Whatever our own personal comfort zone, it’s in our blood to test its limits, attempting to re-negotiate the non-negotiable, and as a mountain town Chamonix is not alone in lending such encouragement.
But it’s hard to challenge ambition, and this top station sat, quite literally, at the pinnacle of Chamonix’ ambitions: to conquer its adjacent, seemingly untouchable peaks and the experiential aspirations of moneyed tourists. The boast of offering the highest tram ride in the world has been one that underpinned Chamonix’ successful tourism industry for decades. It’s largely why mountain biking here is overlooked, so far at least. But we have bikes firmly in our focus, and with the sun now slipping toward the horizon we begin our descent, embracing whatever may come.

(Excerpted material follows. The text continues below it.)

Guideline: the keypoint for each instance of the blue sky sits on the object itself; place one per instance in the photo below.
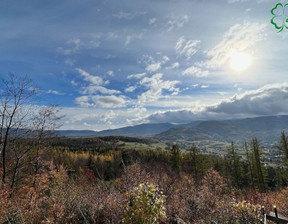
(116, 63)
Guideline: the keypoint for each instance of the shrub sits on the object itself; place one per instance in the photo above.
(145, 205)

Perhaps this trail is the adventure spirit laid bare, reduced to its fundamental elements: risk and reward. I pause for a moment, my flow interrupted by a particularly evil switchback and think of the history that has unfolded here on this less-than-hospitable mountainside. This boulder field once echoed with the whoops of skiers, unleashed onto ungroomed snowfields armed only with primitive gear and a pioneering spirit. They even held a French championship ski race here in 1927, and a World Cup the year after; more than 50 years before I picked up my first pair of, what were at the time, very skinny skis. Humbled by this thought I look down at the 6 inches of plush suspension and ballooning 2.5-inch tires that are cushioning my own descent and swear never to curse a trail feature again.
We hack to and fro across this alpine playground, tires crunching over granite grit and daylong shadowed frost until we’re swallowed up by the tree line. Strobed by low sunlight, our pace quickens as the trail eases from rock gardens to dirt among dappled, gold-tinged larches. We bounce down roots and carve corners, and roll alongside a tumbling torrent of glacial ink past the traffic-choked entrance to the Mont Blanc tunnel—a site that saw its own tragedy in 1999 in a deadly fire—before entering a swooping mini-canyon with vertical walls of moss-carpeted stones: the ruins of the 1924 Olympic bobsled track.

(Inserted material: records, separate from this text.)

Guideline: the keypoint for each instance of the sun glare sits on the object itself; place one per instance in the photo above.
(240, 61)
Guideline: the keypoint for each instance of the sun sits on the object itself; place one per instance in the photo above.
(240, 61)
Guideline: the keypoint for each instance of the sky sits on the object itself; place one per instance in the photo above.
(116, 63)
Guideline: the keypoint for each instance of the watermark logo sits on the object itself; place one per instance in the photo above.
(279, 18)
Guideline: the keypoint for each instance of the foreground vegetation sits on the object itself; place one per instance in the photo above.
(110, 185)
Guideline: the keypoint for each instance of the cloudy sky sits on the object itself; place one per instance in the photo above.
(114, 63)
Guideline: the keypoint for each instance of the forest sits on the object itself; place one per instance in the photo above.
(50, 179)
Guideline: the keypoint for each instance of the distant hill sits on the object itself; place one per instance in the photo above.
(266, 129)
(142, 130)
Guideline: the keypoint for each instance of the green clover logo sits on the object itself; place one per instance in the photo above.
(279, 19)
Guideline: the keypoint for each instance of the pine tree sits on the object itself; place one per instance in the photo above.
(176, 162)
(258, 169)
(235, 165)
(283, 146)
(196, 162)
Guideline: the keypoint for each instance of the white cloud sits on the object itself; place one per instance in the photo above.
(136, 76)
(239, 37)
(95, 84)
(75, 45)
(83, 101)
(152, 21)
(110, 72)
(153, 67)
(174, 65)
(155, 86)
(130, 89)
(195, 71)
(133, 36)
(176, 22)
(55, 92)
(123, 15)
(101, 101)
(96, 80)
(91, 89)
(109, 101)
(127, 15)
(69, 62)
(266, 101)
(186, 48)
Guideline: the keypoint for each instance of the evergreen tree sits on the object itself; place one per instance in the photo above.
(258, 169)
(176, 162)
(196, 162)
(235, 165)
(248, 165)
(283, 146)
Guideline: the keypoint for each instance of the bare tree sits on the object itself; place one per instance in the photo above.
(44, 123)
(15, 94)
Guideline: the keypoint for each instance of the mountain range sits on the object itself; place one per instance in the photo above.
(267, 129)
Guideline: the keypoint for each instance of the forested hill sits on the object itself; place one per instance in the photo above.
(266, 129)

Perhaps this trail is the adventure spirit laid bare, reduced to its fundamental elements: risk and reward. I pause for a moment, my flow interrupted by a particularly evil switchback and think of the history that has unfolded here on this less-than-hospitable mountainside.

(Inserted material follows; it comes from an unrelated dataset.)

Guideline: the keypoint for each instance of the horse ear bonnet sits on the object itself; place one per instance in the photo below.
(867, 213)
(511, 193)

Tall pines conspire to shroud this track in secrecy. They cluster and sprout from its block work walls as if to try to smother the glory of its Olympic past—a past that saw injuries (including at that first Olympics) and four deaths that eventually forced its abandonment in 1950. We snake on and off this mile-long track following its curves as it disappears and re-appears, clinging to survival, between the zigzags of the Mont Blanc tunnel highway. Dropping through the fading embers of daylight we finally pull up at the valley floor, to cast glances back at the towering peaks behind us.
We watch the now-far-off Glaciers station slip into darkness. There’s silence and a chill in the air. This is a place of ghosts and of lost moments. But it is also one of resilience and endeavor. We smile at our own achievement and the trail we just rode. Our undertaking may be tiny by Chamonix’ standards, but here, among such formidable mountains that don’t relinquish their rewards easily, any win is especially sweet.